Treasurers need to understand not only the accounting for key treasury transactions, but also the resulting tax implications.
Tax has a huge impact on the cash flows of the business.
A very important tax and treasury transaction is the tax treatment of loans, which are defined for UK tax purposes as ‘loan relationships’.
A loan relationship exists where a company holds or owes a debt as a result of lending or borrowing money.
Loan relationships are categorised into trading loans and non-trading loans.
TRADING LOANS AND BORROWINGS
A trading loan is when a company borrows or lends money for the purpose of its trade.
For a non-financial company, most borrowing will be for trading purposes, but any lending will normally be non-trading.
The tax treatment of trading loans is generally more favourable for the taxpayer, compared with non-trading loans. This is mainly to do with the ways in which gains and losses may be offset with more flexibility in relation to trading items.
LOAN RELATIONSHIPS FOR A NON-FINANCIAL COMPANY
(ii) Most borrowings
(i) All lending
(iii) Borrowing to buy share investments
(i) If a non-financial company lends money, then this is as a non-trading loan for UK tax purposes. Only banks and finance houses whose trade includes lending money make trading loans.
(ii) When a non-financial company borrows money, then most borrowings will be for the purpose of its trade.
(iii) The only general exception is where the loan is taken out to buy an investment, such as shares in another company.
Let’s look at an example:
Worth Ltd (‘Worth’) is a UK-resident trading company. The company made the following transactions in its year to 31 March 2014.
Worth made a £75,000 loan to Kingston Ltd, an unconnected company. Kingston Ltd paid interest of £2,000 to Worth, but Kingston Ltd subsequently went into liquidation. The liquidator has confirmed that Worth will receive only £15,000 of its loan back.
What is the tax treatment of these transactions?
SIX STEPS TO RELATIONSHIP SUCCESS
Six simple steps will unlock this question and similar ones:
- Trade or non-trade?
- Are we connected?
- Identify credits
- Identify deficits
- Set off credits against deficits
- Tax or tax relieve
Let’s apply each of these steps, in turn.
1. Trade or non-trade?
Worth is a non-financial company.
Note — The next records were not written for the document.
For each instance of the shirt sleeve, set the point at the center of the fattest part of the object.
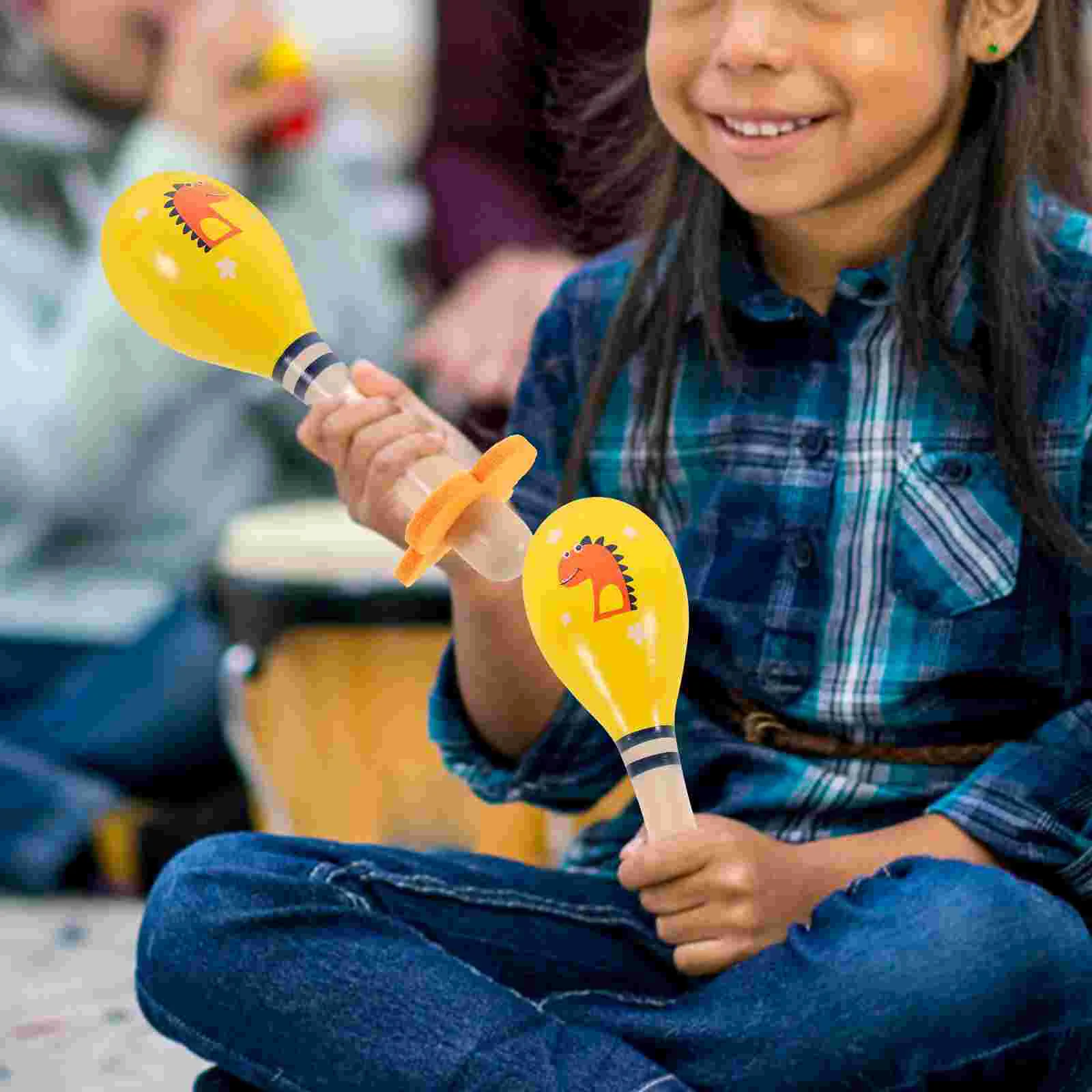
(1031, 803)
(573, 762)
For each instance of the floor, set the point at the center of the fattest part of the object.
(69, 1020)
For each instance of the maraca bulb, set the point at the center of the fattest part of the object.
(199, 268)
(607, 605)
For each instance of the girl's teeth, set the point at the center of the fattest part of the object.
(767, 128)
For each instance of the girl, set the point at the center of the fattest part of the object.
(848, 369)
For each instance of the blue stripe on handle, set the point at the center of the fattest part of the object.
(652, 762)
(644, 735)
(313, 371)
(291, 353)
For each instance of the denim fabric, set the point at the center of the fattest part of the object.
(85, 725)
(853, 560)
(300, 964)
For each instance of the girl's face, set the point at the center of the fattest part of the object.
(112, 46)
(890, 76)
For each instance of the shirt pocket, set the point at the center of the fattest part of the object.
(957, 532)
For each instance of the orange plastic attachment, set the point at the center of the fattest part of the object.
(495, 475)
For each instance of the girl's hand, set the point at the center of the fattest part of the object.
(371, 442)
(721, 893)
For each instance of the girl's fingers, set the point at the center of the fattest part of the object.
(367, 447)
(371, 380)
(374, 504)
(309, 431)
(349, 420)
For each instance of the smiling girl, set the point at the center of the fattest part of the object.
(848, 369)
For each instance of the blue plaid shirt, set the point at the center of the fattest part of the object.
(853, 562)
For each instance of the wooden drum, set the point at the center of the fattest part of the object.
(326, 689)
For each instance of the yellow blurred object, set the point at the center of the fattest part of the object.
(607, 606)
(201, 269)
(285, 59)
(116, 841)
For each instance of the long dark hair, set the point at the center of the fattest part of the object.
(1024, 117)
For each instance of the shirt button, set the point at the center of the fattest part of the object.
(814, 442)
(955, 471)
(803, 553)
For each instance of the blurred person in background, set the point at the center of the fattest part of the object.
(504, 176)
(123, 459)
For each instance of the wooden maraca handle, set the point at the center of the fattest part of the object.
(652, 762)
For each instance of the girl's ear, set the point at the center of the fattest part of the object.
(994, 29)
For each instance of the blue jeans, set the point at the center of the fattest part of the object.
(303, 964)
(82, 726)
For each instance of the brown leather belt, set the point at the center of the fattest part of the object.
(759, 725)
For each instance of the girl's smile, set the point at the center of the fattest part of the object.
(889, 81)
(764, 145)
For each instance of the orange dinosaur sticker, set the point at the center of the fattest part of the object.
(191, 205)
(602, 566)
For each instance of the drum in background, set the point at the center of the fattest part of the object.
(326, 689)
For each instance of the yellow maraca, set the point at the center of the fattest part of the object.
(609, 609)
(201, 269)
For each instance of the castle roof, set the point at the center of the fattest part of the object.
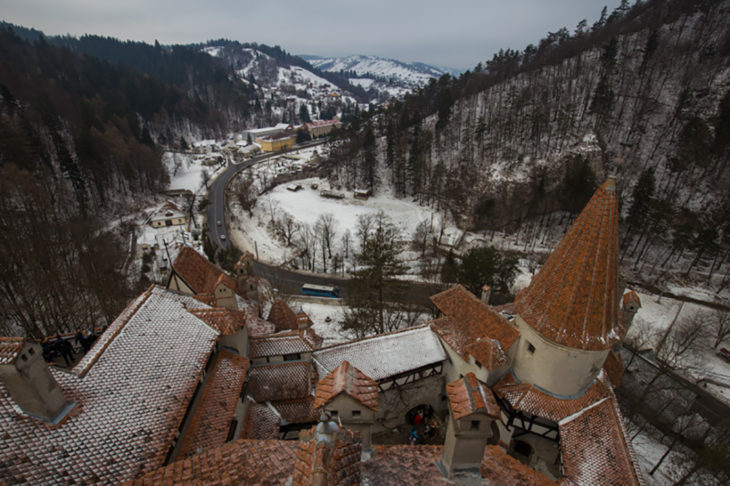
(573, 300)
(283, 316)
(384, 355)
(347, 379)
(10, 348)
(471, 327)
(199, 273)
(210, 424)
(132, 390)
(468, 396)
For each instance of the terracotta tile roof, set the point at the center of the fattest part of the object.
(469, 320)
(281, 381)
(297, 410)
(241, 462)
(199, 273)
(527, 398)
(404, 465)
(632, 297)
(130, 402)
(347, 379)
(384, 355)
(212, 419)
(573, 300)
(468, 396)
(260, 422)
(10, 348)
(594, 447)
(278, 345)
(282, 316)
(499, 468)
(327, 455)
(224, 320)
(614, 368)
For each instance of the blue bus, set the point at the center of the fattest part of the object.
(320, 290)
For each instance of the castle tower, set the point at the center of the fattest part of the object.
(569, 316)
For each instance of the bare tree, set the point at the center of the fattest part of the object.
(720, 327)
(244, 193)
(327, 228)
(421, 237)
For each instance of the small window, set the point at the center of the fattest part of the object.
(232, 430)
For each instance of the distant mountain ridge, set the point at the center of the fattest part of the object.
(385, 73)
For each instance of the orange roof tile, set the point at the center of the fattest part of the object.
(259, 462)
(594, 447)
(404, 465)
(131, 400)
(212, 419)
(347, 379)
(10, 348)
(278, 345)
(632, 297)
(327, 455)
(281, 381)
(199, 273)
(527, 398)
(282, 316)
(573, 300)
(297, 410)
(614, 368)
(468, 396)
(260, 422)
(469, 320)
(224, 320)
(499, 468)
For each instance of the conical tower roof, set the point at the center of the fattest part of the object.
(574, 299)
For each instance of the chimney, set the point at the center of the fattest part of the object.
(631, 305)
(486, 293)
(27, 379)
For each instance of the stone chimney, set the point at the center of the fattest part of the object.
(630, 305)
(486, 293)
(27, 379)
(472, 410)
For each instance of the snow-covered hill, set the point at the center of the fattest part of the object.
(372, 72)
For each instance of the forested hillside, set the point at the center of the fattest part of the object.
(522, 141)
(79, 139)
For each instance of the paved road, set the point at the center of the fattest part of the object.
(287, 281)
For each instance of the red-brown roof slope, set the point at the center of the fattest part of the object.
(199, 273)
(499, 468)
(224, 320)
(282, 316)
(347, 379)
(527, 398)
(10, 349)
(260, 462)
(327, 455)
(468, 395)
(209, 427)
(594, 447)
(574, 299)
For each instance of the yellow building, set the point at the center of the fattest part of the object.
(277, 143)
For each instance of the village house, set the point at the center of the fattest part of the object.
(176, 391)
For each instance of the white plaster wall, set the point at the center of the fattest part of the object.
(558, 369)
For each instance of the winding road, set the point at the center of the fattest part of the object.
(287, 281)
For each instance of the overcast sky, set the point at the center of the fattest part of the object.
(454, 33)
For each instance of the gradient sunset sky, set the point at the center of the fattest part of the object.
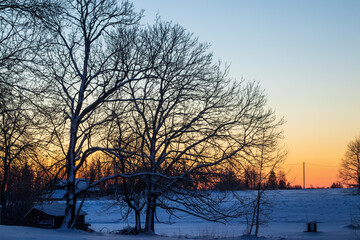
(304, 53)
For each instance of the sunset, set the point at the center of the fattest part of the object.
(306, 56)
(236, 119)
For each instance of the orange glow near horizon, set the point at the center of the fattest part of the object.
(322, 156)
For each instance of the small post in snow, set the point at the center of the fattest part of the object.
(304, 175)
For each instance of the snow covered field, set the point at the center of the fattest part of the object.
(332, 209)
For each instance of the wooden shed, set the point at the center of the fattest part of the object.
(52, 216)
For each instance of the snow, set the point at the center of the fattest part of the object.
(332, 209)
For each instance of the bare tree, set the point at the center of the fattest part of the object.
(19, 43)
(264, 159)
(17, 143)
(83, 70)
(185, 120)
(349, 170)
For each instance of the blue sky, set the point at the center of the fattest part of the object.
(305, 54)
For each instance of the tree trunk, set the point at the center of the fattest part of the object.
(150, 214)
(3, 197)
(137, 221)
(70, 212)
(257, 214)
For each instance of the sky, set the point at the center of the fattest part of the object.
(305, 55)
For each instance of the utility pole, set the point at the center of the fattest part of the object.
(304, 175)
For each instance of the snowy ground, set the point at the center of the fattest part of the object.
(332, 209)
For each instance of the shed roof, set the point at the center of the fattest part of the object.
(55, 209)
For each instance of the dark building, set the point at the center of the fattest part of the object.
(52, 216)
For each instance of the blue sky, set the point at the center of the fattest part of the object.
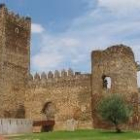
(64, 32)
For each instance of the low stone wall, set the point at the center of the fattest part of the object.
(15, 126)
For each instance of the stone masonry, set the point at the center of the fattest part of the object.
(65, 96)
(117, 63)
(14, 62)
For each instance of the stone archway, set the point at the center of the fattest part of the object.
(49, 111)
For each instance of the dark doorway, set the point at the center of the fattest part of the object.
(49, 111)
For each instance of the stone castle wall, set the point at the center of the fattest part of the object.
(117, 63)
(14, 62)
(70, 93)
(66, 95)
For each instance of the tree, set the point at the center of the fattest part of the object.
(114, 109)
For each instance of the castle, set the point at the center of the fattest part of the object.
(59, 96)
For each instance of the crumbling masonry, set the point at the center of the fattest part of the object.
(59, 96)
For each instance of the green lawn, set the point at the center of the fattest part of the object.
(80, 135)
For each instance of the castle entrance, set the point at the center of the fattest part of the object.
(49, 111)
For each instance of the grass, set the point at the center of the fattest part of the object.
(80, 135)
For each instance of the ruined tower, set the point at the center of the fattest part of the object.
(14, 62)
(115, 66)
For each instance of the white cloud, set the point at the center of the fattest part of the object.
(97, 29)
(120, 5)
(37, 28)
(45, 61)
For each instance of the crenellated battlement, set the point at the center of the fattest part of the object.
(57, 78)
(116, 51)
(12, 17)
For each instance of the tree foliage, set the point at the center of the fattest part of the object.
(114, 109)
Lending money is not part of Worth’s trade. This means that Worth’s loan to Kingston is a non-trading loan relationship.
2. Are we connected?
Special tax rules apply if the lender and the borrower are connected with one another.
In this case, Worth and Kingston are not connected, so the normal tax rules (as set out below) will therefore apply.
Loan relationship credits and deficits (or debits) for tax purposes are similar to the amounts credited as income, or debited as expenses, in the financial statements.
3. Identifying Worth’s credits
The interest income of £2,000 that Worth received from Kingston is a credit. This is a non-trading loan relationship credit, because it arises from a non-trading loan.
4. Worth’s deficits
Worth has suffered a capital loss on this loan. Worth advanced £75,000 to Kingston, but Worth will only receive £15,000 of this amount back.
The loss of capital or principal is:
£75,000 advanced less £15,000 received back = £60,000 loss.
This is a non-trading loan relationship deficit. Again, this is a non-trading item, because it arises from the non-trading loan to Kingston.
5. Set off credits against deficits
Non-trading credits and non-trading deficits of the same year are automatically set off against each other to reach a single net figure. Applying this rule to Worth: £60,000 deficit less £2,000 credit = £58,000 net deficit.
6. Tax or tax relieve
Under modern UK tax rules, Worth will enjoy tax relief on the net non-trading deficit of £58,000. The most common use is to offset it against the company’s taxable total profits for the year, reducing tax immediately for the current year.